Interesting read about the potential for apps for Google Glass.
- The Google Glass feature no one is talking about — Creative Good
From now on, starting today, anywhere you go within range of a Google Glass device, everything you do could be recorded and uploaded to Google’s cloud, and stored there for the rest of your life. You won’t know if you’re being recorded or not; and even if you do, you’ll have no way to stop it.
Imagine going to a public urinal, and the guy beside you wears Google Glass. Would you be comfortable?
This is a very important aspect of the new wave of lifelogging devices like Google Glass or Memoto. We cannot count on legislation dealing with the issues, not without crippling the technology to a point where it’s virtually useless. This is the time for all tech enthusiasts to discuss the problems surrounding ethics and privacy when it comes to lifelogging. And no, “not using the technology” is not the answer, just like “going back to living in caves” isn’t the answer to global warming.
- Response: Facebook Reach is the Most Important Performance Metric – JonLoomer.com
Let’s say you have a choice to place your ad on two different billboards of the same size, look and feel. The first, on a small road with an average count of 1,000 cars a day, and another situated on a highway with a traffic count above 100,000 cars a day. Which one would you choose?
This is the only argument here that I don’t agree with. With this logic, it would be better to have a Facebook Page with 100 000 bought likes from wherever, instead of 1000 engaged likes from your own region.
Other than that, it’s an insightful post, especially on how to measure engagement by using reach instead of total amount of likes.
- Google Now For iPhone and iPad ad
Google Now is deeply integrated into Google’s Android operating system. It’s not clear how deeply Apple would let a service like Google Now embed itself in iPhone or iPad devices. Still, Google Now could approximate its Android capabilities by using push notifications and Apple’s Passbook feature.
This is the biggest challenge for Apple: others are becoming better at building apps for iOS devices than Apple are.
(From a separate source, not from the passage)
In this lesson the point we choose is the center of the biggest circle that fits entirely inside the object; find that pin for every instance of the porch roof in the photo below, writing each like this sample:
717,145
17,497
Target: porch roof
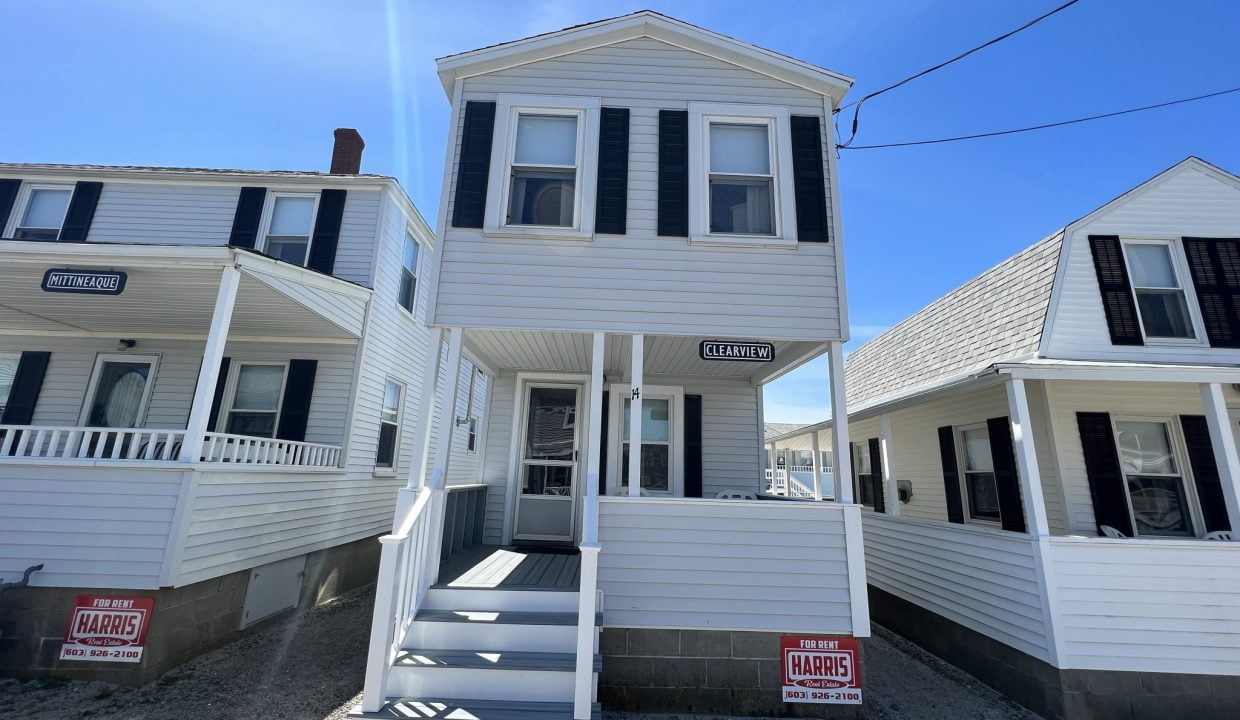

Now, Apple must decide whether they want to go towards more access to core functions (phone, Siri etc) for third party app developers, and lose control of their walled garden but get better apps, or keep control but have inferior apps compared to Android.
Right now, I don’t use Apple’s calendar (I use Sunrise and Fantastical), mail program (I prefer Mailbox), notes app (Evernote rocks) … it’s actually easier to list which of Apple’s core apps I do use: Safari, the phone app and the messaging apps.
- Crowdfunding your launch in a new market
Everlane is crowdfunding their Canadian launch, to gage and raise interest. I love how they think.